La gente pasa por delante de su puesto sin mirar. Algunos, incluso, giran la cabeza para no ver su mercancía. Tan sólo los ancianos, vividores de posguerras, se acercan a pedir gramos de alimentos.
Vende visceras de animales muertos.
Pero vende poco.
Pudo haber sido abogado como su padre o médico como su madre, pero él adora la textura tactil, la textura aromática y la textura dentífrica de las visceras. Las entrañas son su vida.
Pero vende poco.
Una chica oscura, bajita y de pelo corto suele comprarle algo de vez en cuando. Parece saber lo que pide. Entre ellos se entabla esa amistad de mercado, de compra semanal, de fidelidad por el alimento. Ella pregunta por el negocio. El sonrie y mete 100 grámos mas de criadillas sin cobrarselas... "Aqui, aguantando el tirón".
Ella sabe que vende poco.
Un día ella aparece con más sonrisa de lo habitual y un móntón de papeles amarillos. "Lo que te falta es marketing. Ahora todo es publicidad. La gente sólo compra lo que le venden. Toma... pega esto en las visceras correspondientes"... y gritalo de vez en cuando.

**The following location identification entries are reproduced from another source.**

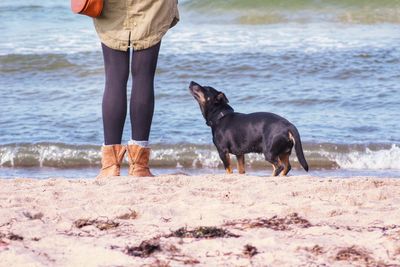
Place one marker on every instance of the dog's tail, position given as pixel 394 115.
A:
pixel 295 137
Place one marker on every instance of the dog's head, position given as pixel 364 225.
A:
pixel 209 99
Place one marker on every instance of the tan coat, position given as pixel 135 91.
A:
pixel 135 23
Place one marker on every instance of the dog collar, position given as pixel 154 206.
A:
pixel 219 116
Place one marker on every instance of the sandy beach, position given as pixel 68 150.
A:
pixel 209 220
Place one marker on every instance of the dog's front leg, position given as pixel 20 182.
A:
pixel 226 160
pixel 240 159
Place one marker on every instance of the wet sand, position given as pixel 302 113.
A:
pixel 205 220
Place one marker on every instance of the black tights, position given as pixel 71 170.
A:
pixel 114 107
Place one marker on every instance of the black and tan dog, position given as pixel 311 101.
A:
pixel 238 133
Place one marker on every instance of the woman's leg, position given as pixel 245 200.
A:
pixel 144 63
pixel 114 107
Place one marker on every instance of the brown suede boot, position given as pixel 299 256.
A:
pixel 111 158
pixel 139 161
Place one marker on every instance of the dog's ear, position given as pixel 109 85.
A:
pixel 221 98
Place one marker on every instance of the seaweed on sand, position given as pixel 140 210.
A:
pixel 145 249
pixel 250 250
pixel 99 224
pixel 275 223
pixel 202 232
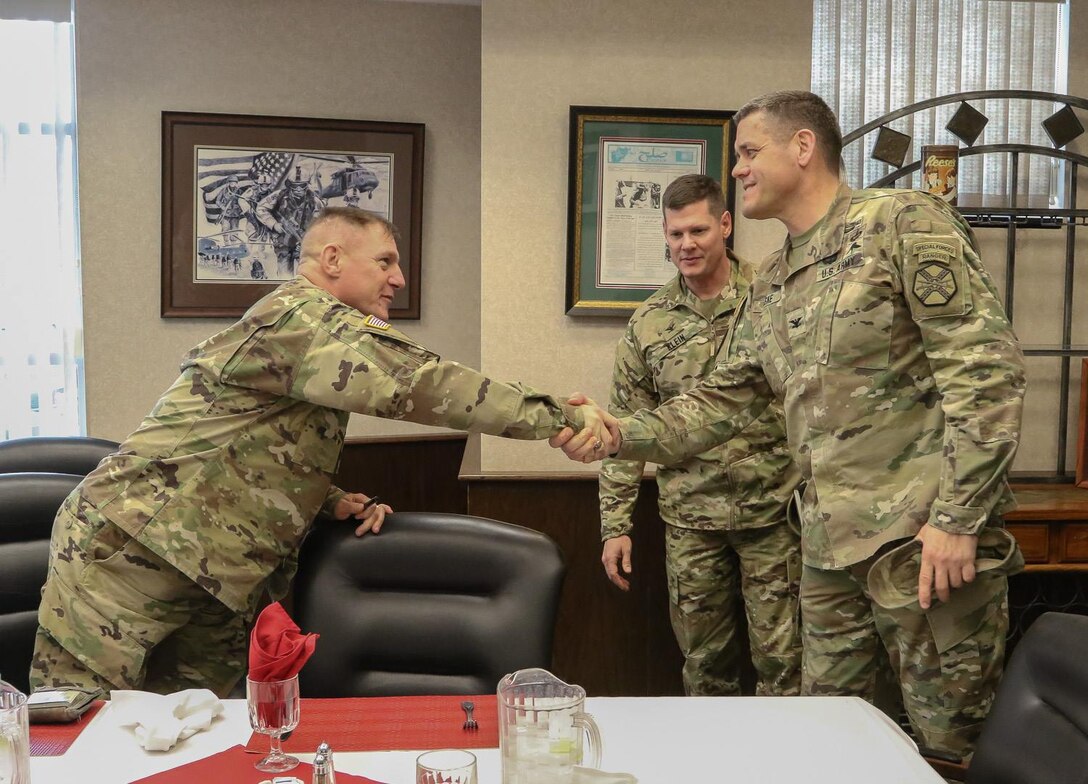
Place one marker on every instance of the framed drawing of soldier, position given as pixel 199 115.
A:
pixel 239 190
pixel 621 161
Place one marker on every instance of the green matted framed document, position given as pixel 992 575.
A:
pixel 621 161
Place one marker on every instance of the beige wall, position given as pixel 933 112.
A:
pixel 498 162
pixel 539 58
pixel 351 59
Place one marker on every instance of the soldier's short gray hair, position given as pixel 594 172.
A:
pixel 692 188
pixel 793 110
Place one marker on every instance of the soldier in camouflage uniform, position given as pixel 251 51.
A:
pixel 160 557
pixel 726 535
pixel 903 386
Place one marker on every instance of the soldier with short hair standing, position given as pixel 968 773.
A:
pixel 729 547
pixel 160 557
pixel 903 385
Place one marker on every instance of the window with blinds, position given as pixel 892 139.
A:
pixel 872 57
pixel 40 312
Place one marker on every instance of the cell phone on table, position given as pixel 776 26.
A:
pixel 59 706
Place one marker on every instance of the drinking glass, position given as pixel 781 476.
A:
pixel 447 766
pixel 273 711
pixel 14 736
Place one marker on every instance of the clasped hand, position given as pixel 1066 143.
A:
pixel 598 438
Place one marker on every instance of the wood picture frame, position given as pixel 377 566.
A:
pixel 620 161
pixel 238 190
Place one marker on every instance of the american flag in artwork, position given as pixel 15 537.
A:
pixel 215 166
pixel 214 170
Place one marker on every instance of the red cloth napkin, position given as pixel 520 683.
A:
pixel 236 767
pixel 277 648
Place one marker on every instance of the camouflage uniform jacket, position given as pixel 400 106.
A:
pixel 667 348
pixel 901 377
pixel 225 475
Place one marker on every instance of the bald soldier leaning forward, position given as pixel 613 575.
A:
pixel 160 556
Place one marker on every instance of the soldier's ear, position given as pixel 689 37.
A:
pixel 330 260
pixel 727 224
pixel 806 146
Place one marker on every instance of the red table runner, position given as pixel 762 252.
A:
pixel 236 767
pixel 53 739
pixel 385 723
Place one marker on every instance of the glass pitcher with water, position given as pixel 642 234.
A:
pixel 542 726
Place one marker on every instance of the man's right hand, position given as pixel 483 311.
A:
pixel 615 556
pixel 600 438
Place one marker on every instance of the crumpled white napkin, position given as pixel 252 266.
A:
pixel 160 720
pixel 592 775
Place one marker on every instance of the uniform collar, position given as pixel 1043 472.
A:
pixel 825 244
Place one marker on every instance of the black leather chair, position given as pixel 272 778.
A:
pixel 70 455
pixel 28 502
pixel 434 604
pixel 1037 731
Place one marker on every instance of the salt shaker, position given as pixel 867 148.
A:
pixel 325 773
pixel 320 769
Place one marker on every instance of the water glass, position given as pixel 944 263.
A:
pixel 274 709
pixel 447 766
pixel 14 736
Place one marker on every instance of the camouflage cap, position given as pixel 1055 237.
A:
pixel 893 577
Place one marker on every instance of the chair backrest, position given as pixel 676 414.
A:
pixel 434 604
pixel 28 502
pixel 1037 730
pixel 68 455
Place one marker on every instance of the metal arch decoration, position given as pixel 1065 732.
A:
pixel 957 97
pixel 988 149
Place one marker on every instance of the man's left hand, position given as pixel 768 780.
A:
pixel 948 561
pixel 354 505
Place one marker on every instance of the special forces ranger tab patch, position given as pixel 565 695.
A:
pixel 934 284
pixel 935 271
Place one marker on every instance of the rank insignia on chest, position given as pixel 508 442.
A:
pixel 934 284
pixel 675 341
pixel 795 322
pixel 375 322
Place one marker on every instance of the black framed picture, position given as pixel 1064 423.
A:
pixel 239 190
pixel 621 161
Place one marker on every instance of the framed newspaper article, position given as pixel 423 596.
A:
pixel 620 162
pixel 239 190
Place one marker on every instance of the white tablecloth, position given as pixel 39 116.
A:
pixel 659 739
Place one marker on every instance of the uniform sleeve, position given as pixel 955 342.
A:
pixel 370 374
pixel 976 360
pixel 722 405
pixel 332 498
pixel 619 481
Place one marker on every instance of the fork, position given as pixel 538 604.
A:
pixel 470 723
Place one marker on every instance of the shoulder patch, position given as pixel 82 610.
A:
pixel 936 276
pixel 677 340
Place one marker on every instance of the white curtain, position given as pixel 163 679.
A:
pixel 872 57
pixel 40 314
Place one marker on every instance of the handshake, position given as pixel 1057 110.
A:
pixel 600 438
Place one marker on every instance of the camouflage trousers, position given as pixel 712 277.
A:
pixel 114 614
pixel 947 673
pixel 709 574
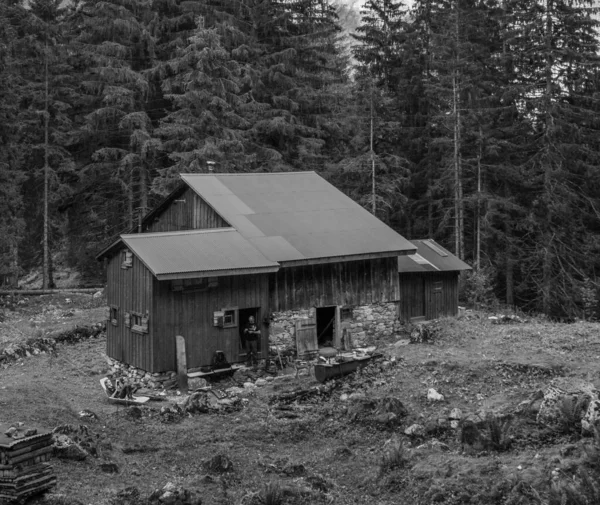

CORAZON DE VACA ENAMORADA...
HIGADO DE POETA BORRACHO...
RIÑONES DE MADAME...
CRIADILLAS DEL TORO ENAMORAO DE LA LUNA...
CEREBROS CUÁNTICOS....
CABEZA DE CORDERO ESTOICO...
MENUDILLOS DE HADAS...
Semanas más tarde, el consumo de visceras ha aumentado. A veces viene gente a hacer fotos a los productos.
A cada hora en punto grita su mercancia y el mercado se congela para escucharlo.
Y la chica oscura, bajita y de pelo corto se ha instalado en su vida y folla como las CRESTAS DE LOS ÁNGELES.